Blood collection and blood processing play important roles in the worldwide health care system. In conventional large scale blood collection, blood is removed from a donor or patient (hereinafter “donor”), separated into its various blood components via centrifugation, filtration, or elutriation and stored in sterile containers for future infusion into a patient for therapeutic use. The separated blood components typically include fractions comprising red blood cells, white blood cells, platelets, and plasma. Separation of blood into its components can be performed continuously during collection or can be performed subsequent to collection in batches, particularly with respect to the processing of whole blood samples. Separation of blood into its various components under highly sterile conditions is critical to many therapeutic applications.
Apheresis blood collection techniques have been adopted in many large scale blood collection centers wherein a selected component of blood is collected and the balance of the blood is returned to the donor during collection. In apheresis systems, blood is removed from a donor and immediately separated into its components by on-line blood processing methods. Typically, on-line blood processing is provided by density centrifugation, filtration, or diffusion-based separation techniques. One or more of the separated blood components are collected and stored in sterile containers, while the remaining blood components are directly re-circulated to the donor. An advantage of this method is that it allows more frequent donation from an individual donor because only a selected blood component is collected and purified. For example, a donor undergoing plateletpheresis, whereby platelets are collected and the non-platelet blood components are returned to the donor, may donate blood as often as once every fourteen days.
Apheresis blood processing also plays an important role in a large number of therapeutic procedures. In these methods, blood is withdrawn from a patient undergoing therapy, separated, and a selected fraction is collected while the remainder is returned to the patient. For example, a patient may undergo leukapheresis prior to radiation therapy, whereby the white blood cell component of his blood is separated, collected and stored to avoid exposure to radiation.
Both conventional blood collection and apheresis systems typically employ differential centrifugation methods for separating blood into its various blood components. In differential centrifugation, blood is circulated through a sterile blood processing vessel which is rotated at high rotational speeds about a central rotation axis. Rotation of the blood processing vessel creates a centrifugal force directed along rotating axes of separation oriented perpendicular to the central rotation axis of the centrifuge. The centrifugal force generated upon rotation separates particles suspended in the blood sample into discrete fractions having different densities. Specifically, a blood sample separates into discrete phases corresponding to a higher density fraction comprising red blood cells and a lower density fraction comprising plasma. In addition, an intermediate density fraction comprising platelets and leukocytes forms an interface layer between the red blood cells and the plasma. Descriptions of blood centrifugation devices are provided in U.S. Pat. Nos. 5,653,887 and 7,033,512.

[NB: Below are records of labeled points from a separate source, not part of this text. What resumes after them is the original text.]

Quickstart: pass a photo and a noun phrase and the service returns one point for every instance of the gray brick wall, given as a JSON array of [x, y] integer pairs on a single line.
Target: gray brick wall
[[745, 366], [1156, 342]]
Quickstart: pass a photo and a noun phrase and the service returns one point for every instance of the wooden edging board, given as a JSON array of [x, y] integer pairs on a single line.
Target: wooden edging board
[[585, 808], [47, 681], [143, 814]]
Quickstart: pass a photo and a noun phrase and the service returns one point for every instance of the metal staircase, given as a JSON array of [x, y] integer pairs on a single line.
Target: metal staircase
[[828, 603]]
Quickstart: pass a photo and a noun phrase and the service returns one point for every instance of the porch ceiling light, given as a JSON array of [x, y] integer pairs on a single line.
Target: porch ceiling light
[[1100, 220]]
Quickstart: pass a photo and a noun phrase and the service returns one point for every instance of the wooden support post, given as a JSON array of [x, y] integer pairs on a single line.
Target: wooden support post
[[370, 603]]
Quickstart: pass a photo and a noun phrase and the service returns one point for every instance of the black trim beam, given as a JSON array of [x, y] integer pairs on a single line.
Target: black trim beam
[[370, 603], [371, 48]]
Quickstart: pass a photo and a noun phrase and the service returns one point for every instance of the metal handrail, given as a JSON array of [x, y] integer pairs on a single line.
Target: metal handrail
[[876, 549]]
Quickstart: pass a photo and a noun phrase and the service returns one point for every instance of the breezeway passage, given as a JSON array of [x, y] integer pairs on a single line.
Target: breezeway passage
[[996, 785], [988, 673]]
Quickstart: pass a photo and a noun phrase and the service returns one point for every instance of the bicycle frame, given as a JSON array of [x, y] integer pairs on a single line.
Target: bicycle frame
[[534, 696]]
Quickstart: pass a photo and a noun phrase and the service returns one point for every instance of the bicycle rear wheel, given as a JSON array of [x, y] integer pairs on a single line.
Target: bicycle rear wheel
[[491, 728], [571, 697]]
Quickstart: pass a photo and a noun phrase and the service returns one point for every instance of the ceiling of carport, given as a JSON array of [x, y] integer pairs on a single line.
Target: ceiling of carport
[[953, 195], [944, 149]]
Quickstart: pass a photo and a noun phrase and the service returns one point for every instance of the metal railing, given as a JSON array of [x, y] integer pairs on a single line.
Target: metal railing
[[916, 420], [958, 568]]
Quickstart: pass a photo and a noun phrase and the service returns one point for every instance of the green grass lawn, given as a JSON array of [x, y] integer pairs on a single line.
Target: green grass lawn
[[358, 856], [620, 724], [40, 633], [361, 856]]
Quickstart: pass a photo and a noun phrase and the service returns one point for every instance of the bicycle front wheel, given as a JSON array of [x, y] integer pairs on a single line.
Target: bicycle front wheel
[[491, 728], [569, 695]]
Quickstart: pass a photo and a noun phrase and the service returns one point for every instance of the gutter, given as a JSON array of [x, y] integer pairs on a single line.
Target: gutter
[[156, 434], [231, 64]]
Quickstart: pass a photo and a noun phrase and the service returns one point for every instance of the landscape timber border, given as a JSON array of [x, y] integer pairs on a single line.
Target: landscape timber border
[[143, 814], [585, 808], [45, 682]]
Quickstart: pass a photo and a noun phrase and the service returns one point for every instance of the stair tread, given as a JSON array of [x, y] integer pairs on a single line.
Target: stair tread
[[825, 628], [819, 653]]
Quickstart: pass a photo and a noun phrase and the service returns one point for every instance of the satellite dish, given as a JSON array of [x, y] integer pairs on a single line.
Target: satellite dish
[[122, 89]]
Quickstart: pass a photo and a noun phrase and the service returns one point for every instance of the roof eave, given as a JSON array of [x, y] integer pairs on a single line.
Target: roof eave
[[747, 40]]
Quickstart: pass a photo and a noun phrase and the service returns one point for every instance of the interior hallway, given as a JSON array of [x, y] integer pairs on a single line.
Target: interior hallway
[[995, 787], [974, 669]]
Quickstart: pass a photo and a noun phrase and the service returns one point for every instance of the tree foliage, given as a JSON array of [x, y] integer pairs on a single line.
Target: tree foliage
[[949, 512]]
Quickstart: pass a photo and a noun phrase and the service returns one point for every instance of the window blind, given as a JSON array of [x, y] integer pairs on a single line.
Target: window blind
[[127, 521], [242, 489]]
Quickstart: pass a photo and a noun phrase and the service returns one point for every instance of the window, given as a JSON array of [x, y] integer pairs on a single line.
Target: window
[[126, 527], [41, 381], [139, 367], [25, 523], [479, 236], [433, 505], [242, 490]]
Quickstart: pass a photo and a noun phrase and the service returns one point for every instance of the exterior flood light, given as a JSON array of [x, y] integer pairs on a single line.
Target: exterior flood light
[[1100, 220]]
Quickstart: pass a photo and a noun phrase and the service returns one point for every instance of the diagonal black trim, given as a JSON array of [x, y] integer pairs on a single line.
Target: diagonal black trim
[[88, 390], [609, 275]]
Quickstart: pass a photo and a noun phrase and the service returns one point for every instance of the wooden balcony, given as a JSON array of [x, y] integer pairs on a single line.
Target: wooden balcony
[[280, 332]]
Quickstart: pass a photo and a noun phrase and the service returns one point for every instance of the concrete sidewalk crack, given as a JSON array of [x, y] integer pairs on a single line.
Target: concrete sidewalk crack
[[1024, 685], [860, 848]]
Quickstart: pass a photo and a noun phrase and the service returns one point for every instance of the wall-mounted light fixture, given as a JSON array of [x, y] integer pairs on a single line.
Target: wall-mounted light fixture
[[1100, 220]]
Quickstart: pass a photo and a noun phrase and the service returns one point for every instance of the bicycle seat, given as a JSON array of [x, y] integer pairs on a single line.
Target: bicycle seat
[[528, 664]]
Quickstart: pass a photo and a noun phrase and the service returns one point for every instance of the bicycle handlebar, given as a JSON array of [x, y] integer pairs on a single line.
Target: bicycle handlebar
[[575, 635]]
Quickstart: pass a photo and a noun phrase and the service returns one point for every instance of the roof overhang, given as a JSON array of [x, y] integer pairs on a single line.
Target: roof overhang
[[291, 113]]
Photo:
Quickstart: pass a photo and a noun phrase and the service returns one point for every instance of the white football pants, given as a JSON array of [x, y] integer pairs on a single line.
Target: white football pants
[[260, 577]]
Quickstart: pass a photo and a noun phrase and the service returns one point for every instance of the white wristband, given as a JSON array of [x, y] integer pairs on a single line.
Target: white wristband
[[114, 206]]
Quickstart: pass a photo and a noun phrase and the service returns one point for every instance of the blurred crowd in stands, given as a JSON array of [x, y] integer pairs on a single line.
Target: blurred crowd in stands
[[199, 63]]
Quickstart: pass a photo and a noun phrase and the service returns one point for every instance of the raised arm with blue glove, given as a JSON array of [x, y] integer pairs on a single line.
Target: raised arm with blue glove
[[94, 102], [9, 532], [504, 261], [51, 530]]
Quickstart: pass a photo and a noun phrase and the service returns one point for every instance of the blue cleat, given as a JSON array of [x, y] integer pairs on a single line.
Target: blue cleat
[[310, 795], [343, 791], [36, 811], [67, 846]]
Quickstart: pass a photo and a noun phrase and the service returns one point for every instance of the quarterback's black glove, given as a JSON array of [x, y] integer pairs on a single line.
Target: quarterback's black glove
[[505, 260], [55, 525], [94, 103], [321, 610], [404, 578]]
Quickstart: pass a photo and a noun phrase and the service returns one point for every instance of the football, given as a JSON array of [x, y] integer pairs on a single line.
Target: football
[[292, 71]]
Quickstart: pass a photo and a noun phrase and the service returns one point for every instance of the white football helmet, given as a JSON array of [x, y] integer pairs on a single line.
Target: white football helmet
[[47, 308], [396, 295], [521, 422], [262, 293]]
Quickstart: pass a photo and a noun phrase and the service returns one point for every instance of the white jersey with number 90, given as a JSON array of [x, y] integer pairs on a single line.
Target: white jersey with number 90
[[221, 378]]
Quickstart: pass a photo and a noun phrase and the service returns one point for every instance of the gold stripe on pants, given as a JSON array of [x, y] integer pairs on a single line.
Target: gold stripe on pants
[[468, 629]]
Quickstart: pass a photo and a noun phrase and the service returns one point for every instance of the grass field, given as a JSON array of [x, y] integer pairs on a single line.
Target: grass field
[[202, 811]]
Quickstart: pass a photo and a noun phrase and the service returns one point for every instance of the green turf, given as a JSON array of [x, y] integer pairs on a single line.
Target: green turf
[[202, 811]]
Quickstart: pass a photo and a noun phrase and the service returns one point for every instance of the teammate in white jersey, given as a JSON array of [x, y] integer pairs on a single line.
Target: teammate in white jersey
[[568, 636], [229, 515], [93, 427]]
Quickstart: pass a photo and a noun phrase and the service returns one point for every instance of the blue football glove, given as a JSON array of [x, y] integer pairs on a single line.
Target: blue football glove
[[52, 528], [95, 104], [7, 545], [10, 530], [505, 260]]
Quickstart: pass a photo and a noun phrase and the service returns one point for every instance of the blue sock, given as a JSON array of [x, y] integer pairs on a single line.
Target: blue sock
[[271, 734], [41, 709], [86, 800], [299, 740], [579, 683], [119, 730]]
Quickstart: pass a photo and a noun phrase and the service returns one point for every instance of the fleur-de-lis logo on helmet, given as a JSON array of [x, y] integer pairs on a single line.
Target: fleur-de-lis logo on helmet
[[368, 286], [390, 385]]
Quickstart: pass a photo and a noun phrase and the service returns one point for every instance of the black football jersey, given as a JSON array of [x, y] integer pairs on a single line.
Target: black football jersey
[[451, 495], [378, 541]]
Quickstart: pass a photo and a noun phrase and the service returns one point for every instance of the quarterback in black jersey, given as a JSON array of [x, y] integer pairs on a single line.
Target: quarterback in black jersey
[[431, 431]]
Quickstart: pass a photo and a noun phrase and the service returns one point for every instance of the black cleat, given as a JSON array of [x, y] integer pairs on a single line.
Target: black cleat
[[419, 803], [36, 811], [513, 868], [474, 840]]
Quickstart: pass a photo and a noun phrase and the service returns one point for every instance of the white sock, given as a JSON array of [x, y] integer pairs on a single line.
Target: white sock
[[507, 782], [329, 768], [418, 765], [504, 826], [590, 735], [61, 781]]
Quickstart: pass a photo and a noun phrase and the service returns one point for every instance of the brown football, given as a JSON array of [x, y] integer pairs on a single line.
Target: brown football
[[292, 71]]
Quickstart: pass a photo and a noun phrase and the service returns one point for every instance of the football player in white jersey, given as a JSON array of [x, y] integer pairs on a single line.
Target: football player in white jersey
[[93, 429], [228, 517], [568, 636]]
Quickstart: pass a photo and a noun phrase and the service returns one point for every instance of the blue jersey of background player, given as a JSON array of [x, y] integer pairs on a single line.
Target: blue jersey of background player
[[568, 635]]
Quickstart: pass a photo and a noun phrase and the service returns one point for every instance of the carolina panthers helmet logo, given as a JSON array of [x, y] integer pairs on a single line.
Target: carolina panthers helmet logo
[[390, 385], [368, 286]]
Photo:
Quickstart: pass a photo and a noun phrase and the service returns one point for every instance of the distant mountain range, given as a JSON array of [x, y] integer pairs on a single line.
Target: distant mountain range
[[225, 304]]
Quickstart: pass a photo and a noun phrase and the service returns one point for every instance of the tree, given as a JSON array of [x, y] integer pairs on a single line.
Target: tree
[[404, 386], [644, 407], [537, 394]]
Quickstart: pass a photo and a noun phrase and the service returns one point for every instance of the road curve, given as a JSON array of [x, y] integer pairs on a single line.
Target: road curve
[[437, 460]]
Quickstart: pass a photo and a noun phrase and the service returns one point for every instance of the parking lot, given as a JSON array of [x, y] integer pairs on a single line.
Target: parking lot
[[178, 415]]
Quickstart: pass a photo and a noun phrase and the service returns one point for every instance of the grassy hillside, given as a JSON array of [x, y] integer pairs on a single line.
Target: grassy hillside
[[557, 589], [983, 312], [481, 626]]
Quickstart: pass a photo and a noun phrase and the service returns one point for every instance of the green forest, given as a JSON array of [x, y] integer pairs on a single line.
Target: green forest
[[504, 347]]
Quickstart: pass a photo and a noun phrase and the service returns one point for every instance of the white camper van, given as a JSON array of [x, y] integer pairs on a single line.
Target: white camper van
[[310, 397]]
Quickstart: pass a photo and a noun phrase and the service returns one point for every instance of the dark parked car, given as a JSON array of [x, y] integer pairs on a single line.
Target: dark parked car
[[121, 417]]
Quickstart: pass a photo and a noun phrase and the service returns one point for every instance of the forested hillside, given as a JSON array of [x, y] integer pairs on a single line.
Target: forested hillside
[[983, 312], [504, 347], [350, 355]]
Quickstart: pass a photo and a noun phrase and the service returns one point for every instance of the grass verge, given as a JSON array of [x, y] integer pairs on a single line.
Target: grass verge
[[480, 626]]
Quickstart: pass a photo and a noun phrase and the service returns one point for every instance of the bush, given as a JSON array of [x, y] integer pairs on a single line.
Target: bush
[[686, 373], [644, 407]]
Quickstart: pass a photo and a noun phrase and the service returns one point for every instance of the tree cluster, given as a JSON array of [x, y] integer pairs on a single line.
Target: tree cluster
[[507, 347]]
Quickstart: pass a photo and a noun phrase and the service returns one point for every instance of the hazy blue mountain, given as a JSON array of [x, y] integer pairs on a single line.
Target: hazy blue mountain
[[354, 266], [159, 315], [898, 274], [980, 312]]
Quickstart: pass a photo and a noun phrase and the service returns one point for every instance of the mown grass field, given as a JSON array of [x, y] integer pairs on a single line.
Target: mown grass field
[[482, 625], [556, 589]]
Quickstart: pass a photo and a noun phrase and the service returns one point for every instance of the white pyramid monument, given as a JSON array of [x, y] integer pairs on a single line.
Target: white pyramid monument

When a blood component is removed it is often advisable to replace the volume of the removed component when the remaining portions of the blood are returned to the donor. This maintains the fluid volume in the cardiovascular system of the donor. It is an object of this disclosure to provide a safe and accurate means and method for providing a controlled quantity of replacement fluid.
A centrifugal blood component separation apparatus has been described in commonly assigned U.S. Pat. No. 7,605,388, for instance. As described in U.S. Pat. No. 7,605,388, an optical cell may be configured such that white blood cells can be extracted through a first extraction port, plasma and/or platelets can be extracted through second extraction port, and red blood cells can be extracted through third extraction port. As also mentioned in U.S. Pat. No. 7,605,388 (but not shown), optical cells of a blood separation vessel can include one or more dams positioned proximate to the extraction ports to facilitate selective extraction of separated blood components having reduced impurities arising from adjacent components.